Porque para inteligencias artificiais ou naturais, o que A diz sobre B não diz nada sobre B e tudo sobre a posição, origem, trajetória, personalidade, mascaras e até práticas tanto as demagógicas que quanto as ocultas de A especialmente no que se refere sobre suas filias, afinidades intenções sobre B e afins. E até o que ele não diz quando deveria, é base desse calculo que não é feito de movimentos, não é tardio, de antecipação por pressuposição de animas, e animosidades as mais fáceis de se prever, principalmente quando estas não são reações meramente observadas mas provocadas e não por introdução de forças ou variáveis ao sistema, mas pela própria lógica e arquitetura do ambiente. A matriz ou plataforma que em geral passa desapercebida como a própria curvatura da terra ou do espaço-tempo. Uma reta para quem está trajetória retilínea uniforme.

Matrizes: esses vetores dos vetores, ou mais precisamente essas representação matemática (pre)determinante de funções existenciais dos objetos em funções existências de outras objetos, ou o que é a mesma coisa, em função de outras predeterminações existências como objeto, que também são vetores objetificados pela formulação alheia de forma sistematizada e calculo-computador automatizadamente desde que Von Neuman que dominava a teoria de Ergótica e logo processos estocásticos começou a brincar eletro-eletronicamente com matrizes boolenas. A revolução da computação e processar dados em massa ou industrial.

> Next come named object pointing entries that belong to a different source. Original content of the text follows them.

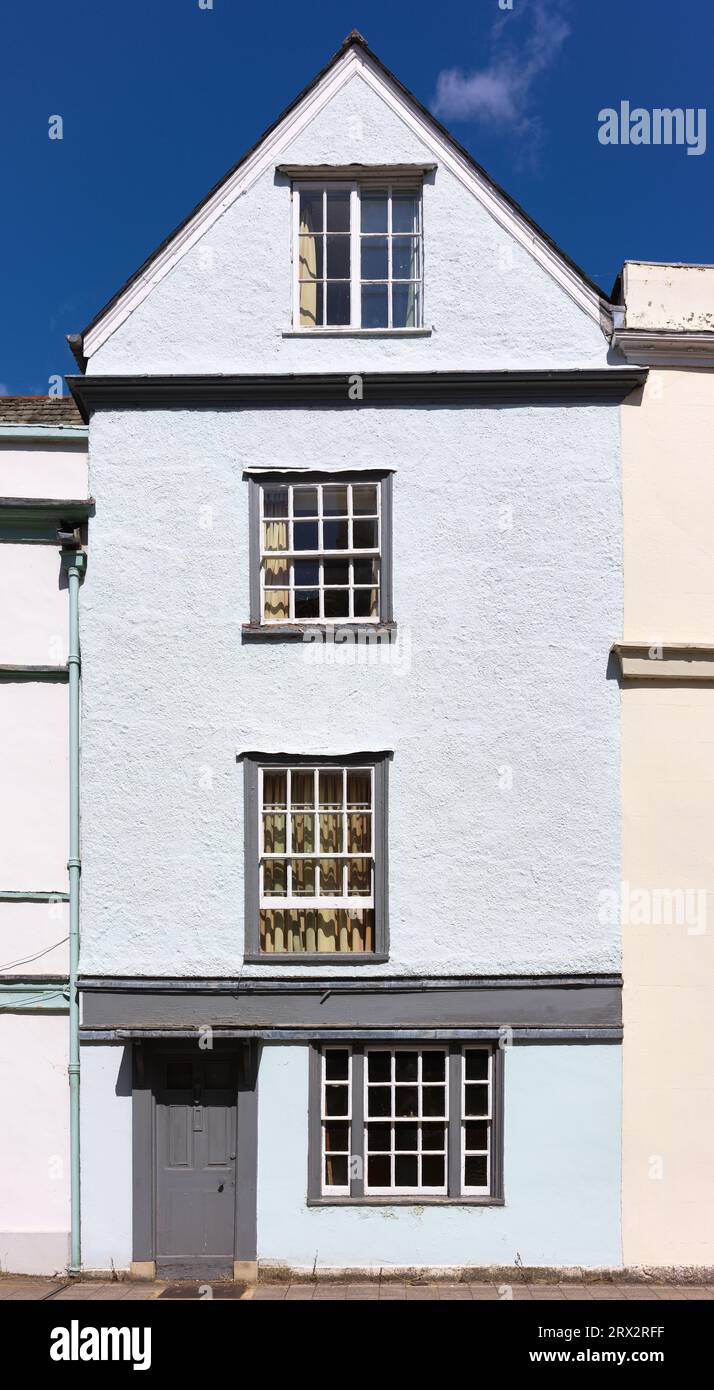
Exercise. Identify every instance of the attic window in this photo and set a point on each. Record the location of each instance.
(359, 260)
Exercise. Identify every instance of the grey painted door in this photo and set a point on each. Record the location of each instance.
(195, 1164)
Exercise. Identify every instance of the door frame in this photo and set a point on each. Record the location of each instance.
(145, 1062)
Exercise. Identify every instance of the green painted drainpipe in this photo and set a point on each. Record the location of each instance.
(75, 565)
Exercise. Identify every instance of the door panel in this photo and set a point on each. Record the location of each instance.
(195, 1164)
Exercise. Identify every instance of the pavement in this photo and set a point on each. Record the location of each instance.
(388, 1290)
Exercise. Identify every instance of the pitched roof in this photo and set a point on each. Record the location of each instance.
(506, 210)
(39, 410)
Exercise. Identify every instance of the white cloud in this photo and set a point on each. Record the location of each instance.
(500, 92)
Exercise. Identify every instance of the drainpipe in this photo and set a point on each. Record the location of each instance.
(74, 562)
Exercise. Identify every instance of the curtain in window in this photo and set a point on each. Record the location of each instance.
(311, 930)
(307, 270)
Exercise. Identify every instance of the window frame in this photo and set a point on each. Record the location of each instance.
(253, 763)
(456, 1194)
(354, 188)
(295, 626)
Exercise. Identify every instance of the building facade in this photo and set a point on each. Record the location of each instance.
(667, 766)
(43, 498)
(350, 724)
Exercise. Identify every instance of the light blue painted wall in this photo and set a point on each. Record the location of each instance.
(561, 1175)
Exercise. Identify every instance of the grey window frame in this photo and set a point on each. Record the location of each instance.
(379, 762)
(307, 476)
(454, 1197)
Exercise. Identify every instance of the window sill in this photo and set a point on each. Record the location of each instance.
(300, 958)
(406, 1201)
(357, 332)
(297, 631)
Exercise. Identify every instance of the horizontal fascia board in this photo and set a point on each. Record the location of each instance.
(488, 387)
(657, 348)
(325, 1005)
(354, 171)
(320, 473)
(50, 434)
(45, 509)
(666, 660)
(318, 1034)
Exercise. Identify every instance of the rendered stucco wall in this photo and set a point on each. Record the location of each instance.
(561, 1173)
(34, 608)
(668, 805)
(34, 1143)
(668, 501)
(678, 298)
(35, 786)
(35, 469)
(668, 1052)
(227, 305)
(504, 787)
(106, 1136)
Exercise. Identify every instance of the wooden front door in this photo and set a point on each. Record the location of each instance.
(195, 1168)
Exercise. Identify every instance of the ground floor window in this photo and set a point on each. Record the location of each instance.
(406, 1122)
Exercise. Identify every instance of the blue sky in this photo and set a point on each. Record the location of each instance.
(160, 97)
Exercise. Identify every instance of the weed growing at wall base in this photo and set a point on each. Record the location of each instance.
(345, 647)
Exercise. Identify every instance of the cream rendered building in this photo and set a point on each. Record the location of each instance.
(667, 662)
(42, 494)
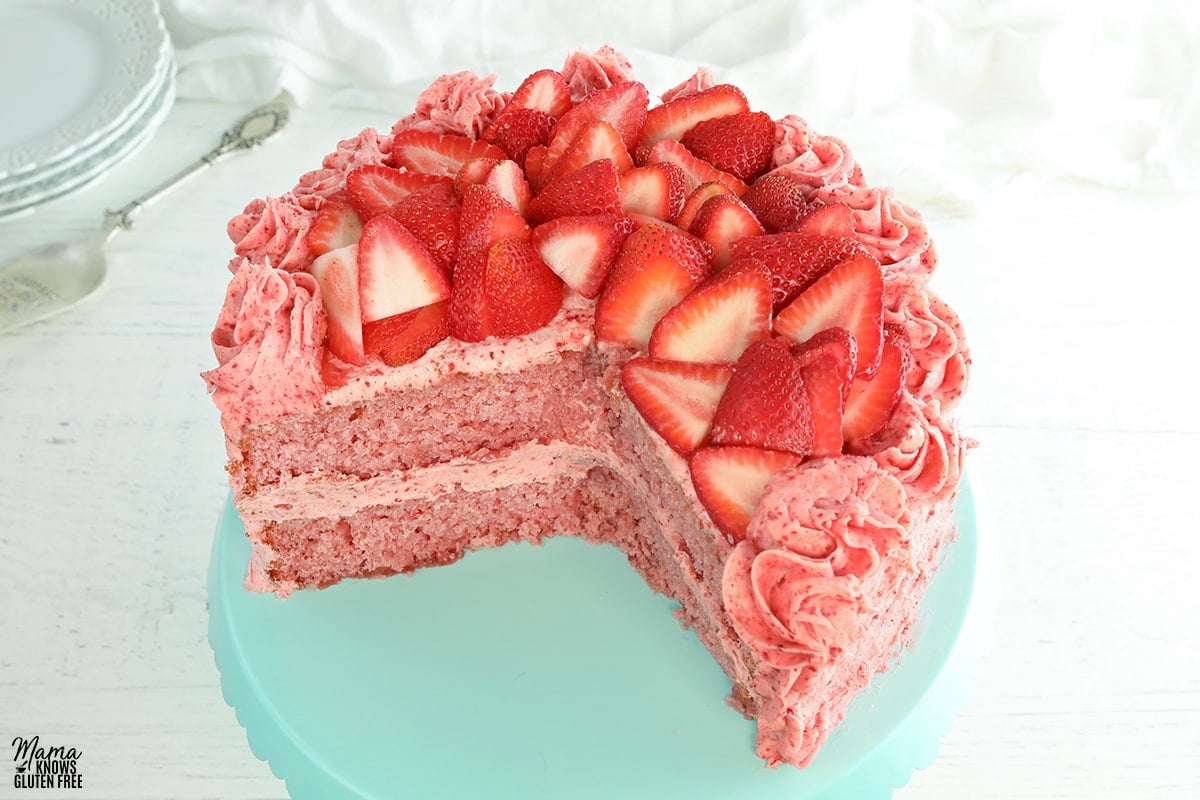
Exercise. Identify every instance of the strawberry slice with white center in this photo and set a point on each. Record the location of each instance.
(581, 248)
(723, 221)
(696, 170)
(658, 265)
(375, 188)
(766, 403)
(406, 337)
(545, 90)
(871, 401)
(827, 365)
(337, 276)
(730, 482)
(850, 295)
(672, 120)
(439, 154)
(717, 320)
(593, 188)
(508, 180)
(655, 190)
(597, 140)
(677, 400)
(622, 104)
(396, 271)
(337, 224)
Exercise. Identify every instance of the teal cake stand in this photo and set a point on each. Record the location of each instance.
(549, 672)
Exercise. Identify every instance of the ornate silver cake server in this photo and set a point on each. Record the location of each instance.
(55, 277)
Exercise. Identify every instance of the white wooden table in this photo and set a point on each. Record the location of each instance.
(1081, 308)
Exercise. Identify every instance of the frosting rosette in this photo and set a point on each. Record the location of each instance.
(891, 230)
(273, 230)
(922, 449)
(793, 588)
(811, 160)
(588, 72)
(461, 103)
(941, 361)
(268, 343)
(367, 148)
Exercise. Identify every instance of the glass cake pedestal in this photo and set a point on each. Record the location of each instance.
(551, 672)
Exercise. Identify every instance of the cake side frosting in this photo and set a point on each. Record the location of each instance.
(803, 589)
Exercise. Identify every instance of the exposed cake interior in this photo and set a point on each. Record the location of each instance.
(802, 578)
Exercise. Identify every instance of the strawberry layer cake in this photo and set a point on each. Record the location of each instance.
(681, 328)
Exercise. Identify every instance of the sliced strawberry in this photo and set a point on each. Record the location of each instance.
(766, 403)
(827, 365)
(396, 271)
(739, 144)
(723, 221)
(730, 482)
(438, 154)
(672, 120)
(792, 260)
(337, 275)
(873, 401)
(599, 139)
(581, 250)
(778, 202)
(832, 220)
(717, 320)
(473, 173)
(520, 130)
(486, 218)
(675, 398)
(375, 188)
(545, 90)
(658, 265)
(523, 293)
(696, 170)
(622, 104)
(508, 180)
(432, 215)
(654, 190)
(337, 224)
(696, 200)
(406, 337)
(595, 188)
(850, 295)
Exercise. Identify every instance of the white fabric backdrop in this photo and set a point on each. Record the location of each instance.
(947, 98)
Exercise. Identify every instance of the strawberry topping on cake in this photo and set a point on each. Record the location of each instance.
(720, 283)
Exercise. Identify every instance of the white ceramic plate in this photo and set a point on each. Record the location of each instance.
(94, 61)
(83, 173)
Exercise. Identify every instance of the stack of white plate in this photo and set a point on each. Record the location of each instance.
(83, 85)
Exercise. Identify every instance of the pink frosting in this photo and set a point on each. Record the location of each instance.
(923, 449)
(268, 343)
(699, 82)
(793, 588)
(367, 148)
(461, 103)
(811, 160)
(941, 362)
(273, 232)
(588, 72)
(891, 230)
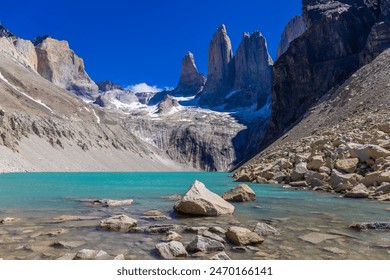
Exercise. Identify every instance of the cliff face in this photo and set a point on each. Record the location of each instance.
(325, 55)
(295, 28)
(61, 66)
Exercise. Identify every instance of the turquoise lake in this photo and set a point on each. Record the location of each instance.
(36, 198)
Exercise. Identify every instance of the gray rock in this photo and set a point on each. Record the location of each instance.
(119, 222)
(243, 236)
(240, 193)
(198, 200)
(170, 250)
(204, 244)
(264, 229)
(222, 256)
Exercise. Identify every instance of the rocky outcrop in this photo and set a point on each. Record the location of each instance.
(107, 86)
(321, 58)
(295, 28)
(198, 200)
(60, 65)
(191, 81)
(240, 193)
(220, 57)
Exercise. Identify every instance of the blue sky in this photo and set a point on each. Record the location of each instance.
(131, 42)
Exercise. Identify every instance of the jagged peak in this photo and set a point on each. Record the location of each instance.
(39, 39)
(4, 32)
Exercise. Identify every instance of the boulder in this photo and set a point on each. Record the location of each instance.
(222, 256)
(360, 191)
(315, 163)
(240, 193)
(198, 200)
(204, 244)
(368, 151)
(87, 254)
(299, 171)
(264, 229)
(243, 236)
(171, 250)
(373, 226)
(347, 165)
(119, 222)
(172, 236)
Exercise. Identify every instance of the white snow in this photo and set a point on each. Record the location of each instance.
(25, 94)
(97, 117)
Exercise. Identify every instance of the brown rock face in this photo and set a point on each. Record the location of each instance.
(191, 82)
(324, 56)
(295, 28)
(60, 65)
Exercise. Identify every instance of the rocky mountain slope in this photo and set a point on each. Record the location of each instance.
(45, 128)
(341, 145)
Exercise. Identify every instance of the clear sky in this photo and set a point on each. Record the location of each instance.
(131, 42)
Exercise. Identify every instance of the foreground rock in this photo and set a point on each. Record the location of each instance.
(204, 244)
(87, 254)
(243, 236)
(117, 223)
(112, 202)
(373, 226)
(240, 193)
(171, 250)
(198, 200)
(222, 256)
(264, 229)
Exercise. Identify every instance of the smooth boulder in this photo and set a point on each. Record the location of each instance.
(198, 200)
(240, 193)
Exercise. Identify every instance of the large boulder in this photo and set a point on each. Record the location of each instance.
(240, 193)
(170, 250)
(119, 222)
(242, 236)
(198, 200)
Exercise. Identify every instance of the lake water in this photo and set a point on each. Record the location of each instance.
(37, 198)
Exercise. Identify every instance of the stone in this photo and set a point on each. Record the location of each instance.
(61, 66)
(359, 191)
(112, 202)
(191, 82)
(120, 257)
(222, 256)
(240, 193)
(368, 151)
(214, 236)
(198, 200)
(204, 244)
(118, 223)
(315, 163)
(87, 254)
(171, 250)
(317, 237)
(67, 244)
(299, 172)
(372, 226)
(264, 229)
(172, 236)
(294, 29)
(243, 236)
(347, 165)
(8, 220)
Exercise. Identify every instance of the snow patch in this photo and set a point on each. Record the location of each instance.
(25, 94)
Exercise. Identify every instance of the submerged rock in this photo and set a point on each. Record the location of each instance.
(173, 249)
(204, 244)
(119, 222)
(198, 200)
(240, 193)
(243, 236)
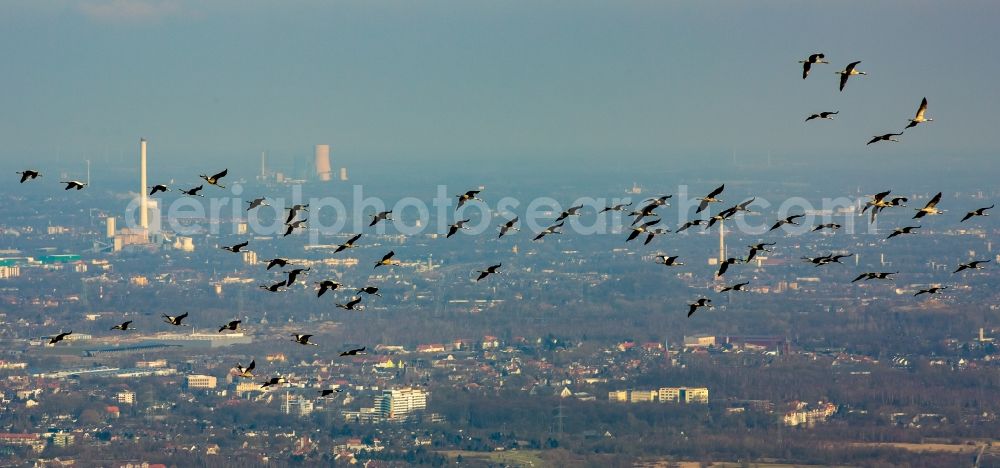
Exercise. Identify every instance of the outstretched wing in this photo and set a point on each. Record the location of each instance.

Ciência e tecnologia são armas poderosas. Mas a fé e vontades mesmo as inconscientes são forças libertárias ainda mais poderosas, e da qual não só temos pouquíssimo fé, mas menor consciência ainda. E ciência sobre tal consciência enquanto fenômeno metafisiológico ou epistemologia dos fenômenos nenhuma. Até porque a metafinformação é dentro do ponto vista do paradigma cientifico atual nada mais do que uma mera abstração, ou constructo mental. Muito embora, a física quântica já aponte para o contrário que não só muito do que se supõe de concreto são meras projeções ideológicos ou operadores mentais usados para lidar com a amostragem do espectro sensível da realidade, como sempre existem mais plano elementares para além e aquem desse espectro da senso-noção que compõe o espaço tempo da tanto do corpo do formal do conhecimento quanto do movimento da cognição como campo informacional da atualidade e formador da novidade como revolução da metainformação. Sempre há portanto não só um principio e finalidade que escapa do campo da realidade física experimentada ou observada. Como um nexos imanentes que emergem do estado autodeterminado de autovolição a autodeterminação instante a instante ou constante e instantaneamente, ou em tempo real a atualização do sistema. Ou o que é a mesma coisa, a indeterminal imprevisivelmente, salvo justamente por eliminação das comportamentos previsíveis porque predeterminados, ou erroneamente supostamente predeterminados, cujo único nexo é justamente do que ciência no sentido racional e iluminista da produção do métodos e processos empíricos tanto para a produção de conhecimento sobre tal campo do saber, quanto verificação de tal fenômeno enquanto processo de produção dos próprio processo de produção dos valores de verdade e falsidade dos juízos de valor do real e verdadeiro e normal.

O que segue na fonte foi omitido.